Поздний сталинизм: Эстетика политики. Том 1 - стр. 24
Поскольку мы имеем дело с персоналистским режимом, многие комплексы и травмы являлись проекцией сталинских комплексов и травм в ходе его борьбы за власть и его имперских амбиций. Сталин заражал ими страну, как любой автократ превращал личные комплексы в национальную повестку дня (подобная же связь без труда прослеживается в путинской России). Как замечал Самойлов, своей «тяжелой старческой болезнью, усугубившей его природную подозрительность и жестокость» Сталин «сумел заразить всю страну. Мы жили манией преследования и манией величия»[51]. Но поскольку содержанием эпохи являлась не только холодная война, но и национальное строительство, велика была роль культуры.
Представленная здесь историографическая картина отражает динамику исторической науки во второй половине ХX века. До появления «новых левых» историков в западной историографии (включая советологию) доминировала политическая история. Она была оттеснена в 1960‐е социальной историей. Однако в последние десятилетия в результате ослабления импульса 1960‐х и отхода от социальной истории в ее ригидном понимании (исследование социальных структур и социальных классов) произошел т. наз. культурный поворот, часто описываемый как сдвиг от социальной истории культуры к культурной истории социума.
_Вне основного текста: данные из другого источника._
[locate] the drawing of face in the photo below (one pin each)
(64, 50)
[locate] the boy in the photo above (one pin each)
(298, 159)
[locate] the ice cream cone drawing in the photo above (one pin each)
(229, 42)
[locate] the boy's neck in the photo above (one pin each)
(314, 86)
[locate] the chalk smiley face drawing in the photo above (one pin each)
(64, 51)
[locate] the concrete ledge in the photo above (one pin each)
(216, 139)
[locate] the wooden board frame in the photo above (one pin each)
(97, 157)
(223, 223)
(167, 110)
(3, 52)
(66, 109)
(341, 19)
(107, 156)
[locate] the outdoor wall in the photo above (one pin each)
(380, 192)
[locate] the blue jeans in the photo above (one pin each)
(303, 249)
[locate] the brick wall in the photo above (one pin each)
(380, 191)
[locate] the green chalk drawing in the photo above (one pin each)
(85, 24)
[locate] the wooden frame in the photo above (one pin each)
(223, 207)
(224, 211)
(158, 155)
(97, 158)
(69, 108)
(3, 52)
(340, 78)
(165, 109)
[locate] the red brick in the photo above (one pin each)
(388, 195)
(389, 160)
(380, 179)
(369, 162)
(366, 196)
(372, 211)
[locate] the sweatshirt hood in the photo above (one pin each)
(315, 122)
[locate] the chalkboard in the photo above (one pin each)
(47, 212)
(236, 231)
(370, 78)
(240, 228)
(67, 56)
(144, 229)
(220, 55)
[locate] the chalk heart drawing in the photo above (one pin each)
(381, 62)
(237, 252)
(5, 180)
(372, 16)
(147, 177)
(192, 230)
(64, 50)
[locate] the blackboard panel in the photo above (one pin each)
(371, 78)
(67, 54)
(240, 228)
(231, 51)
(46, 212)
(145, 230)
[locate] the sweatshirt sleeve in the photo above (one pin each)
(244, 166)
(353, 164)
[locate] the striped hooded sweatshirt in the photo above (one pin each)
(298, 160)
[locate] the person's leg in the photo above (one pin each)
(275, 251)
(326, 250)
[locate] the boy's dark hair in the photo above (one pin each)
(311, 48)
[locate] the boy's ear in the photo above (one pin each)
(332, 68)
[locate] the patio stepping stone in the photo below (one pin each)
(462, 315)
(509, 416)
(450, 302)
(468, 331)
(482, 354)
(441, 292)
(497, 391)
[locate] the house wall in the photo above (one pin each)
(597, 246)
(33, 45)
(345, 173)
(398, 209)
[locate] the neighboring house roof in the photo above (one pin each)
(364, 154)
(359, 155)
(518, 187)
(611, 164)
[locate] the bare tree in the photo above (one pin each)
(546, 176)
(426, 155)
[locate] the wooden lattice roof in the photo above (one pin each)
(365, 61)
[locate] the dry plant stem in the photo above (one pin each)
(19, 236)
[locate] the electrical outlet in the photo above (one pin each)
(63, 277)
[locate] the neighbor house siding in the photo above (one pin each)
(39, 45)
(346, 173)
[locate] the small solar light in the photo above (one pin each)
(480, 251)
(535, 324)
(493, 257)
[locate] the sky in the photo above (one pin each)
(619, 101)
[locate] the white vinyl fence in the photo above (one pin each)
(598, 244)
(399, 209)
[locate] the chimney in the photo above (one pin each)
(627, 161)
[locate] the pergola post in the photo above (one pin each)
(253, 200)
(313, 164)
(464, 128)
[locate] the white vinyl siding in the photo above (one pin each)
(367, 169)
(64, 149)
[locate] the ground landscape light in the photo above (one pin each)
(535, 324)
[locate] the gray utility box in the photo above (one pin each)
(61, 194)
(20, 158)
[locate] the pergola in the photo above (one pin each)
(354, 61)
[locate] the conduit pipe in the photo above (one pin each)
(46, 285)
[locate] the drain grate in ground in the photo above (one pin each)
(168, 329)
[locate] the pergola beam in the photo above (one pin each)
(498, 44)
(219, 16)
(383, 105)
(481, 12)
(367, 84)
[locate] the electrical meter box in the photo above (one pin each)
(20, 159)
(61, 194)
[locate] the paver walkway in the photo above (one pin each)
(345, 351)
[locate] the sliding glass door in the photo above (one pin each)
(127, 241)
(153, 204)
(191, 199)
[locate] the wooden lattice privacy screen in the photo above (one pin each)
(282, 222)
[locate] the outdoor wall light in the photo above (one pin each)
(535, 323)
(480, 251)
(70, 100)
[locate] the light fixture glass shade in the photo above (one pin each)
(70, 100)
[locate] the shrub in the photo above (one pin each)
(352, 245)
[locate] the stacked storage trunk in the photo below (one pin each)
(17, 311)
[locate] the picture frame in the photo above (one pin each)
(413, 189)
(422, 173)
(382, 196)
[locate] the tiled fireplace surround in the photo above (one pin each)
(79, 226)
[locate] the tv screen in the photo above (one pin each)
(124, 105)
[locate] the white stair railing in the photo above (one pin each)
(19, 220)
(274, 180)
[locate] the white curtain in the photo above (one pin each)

Постмодернистский сдвиг к т. наз. «мягким», гибким, податливым, текучим и хрупким социокультурным формам и сконструированным идентичностям (историческим, классовым, гендерным, национальным, политическим, индивидуальным) питался работами Мишеля Фуко и Жака Деррида, Жана Бодрийяра и Ги Дебора, Пьера Бурдье и Мишеля де Серто[52]. Вместе с феноменом, названным Зигмунтом Бауманом «текучей современностью»[53], определился и «культурный поворот»[54]. Однако советология в силу своего специфического положения оказалась (как и сам объект ее изучения) в ситуации догоняющего развития: запоздалый переход к социальной истории совпал здесь с нисходящей фазой интереса к ней в западной историографии. В результате сдвиги к социальной и культурной истории в советологии наложились друг на друга.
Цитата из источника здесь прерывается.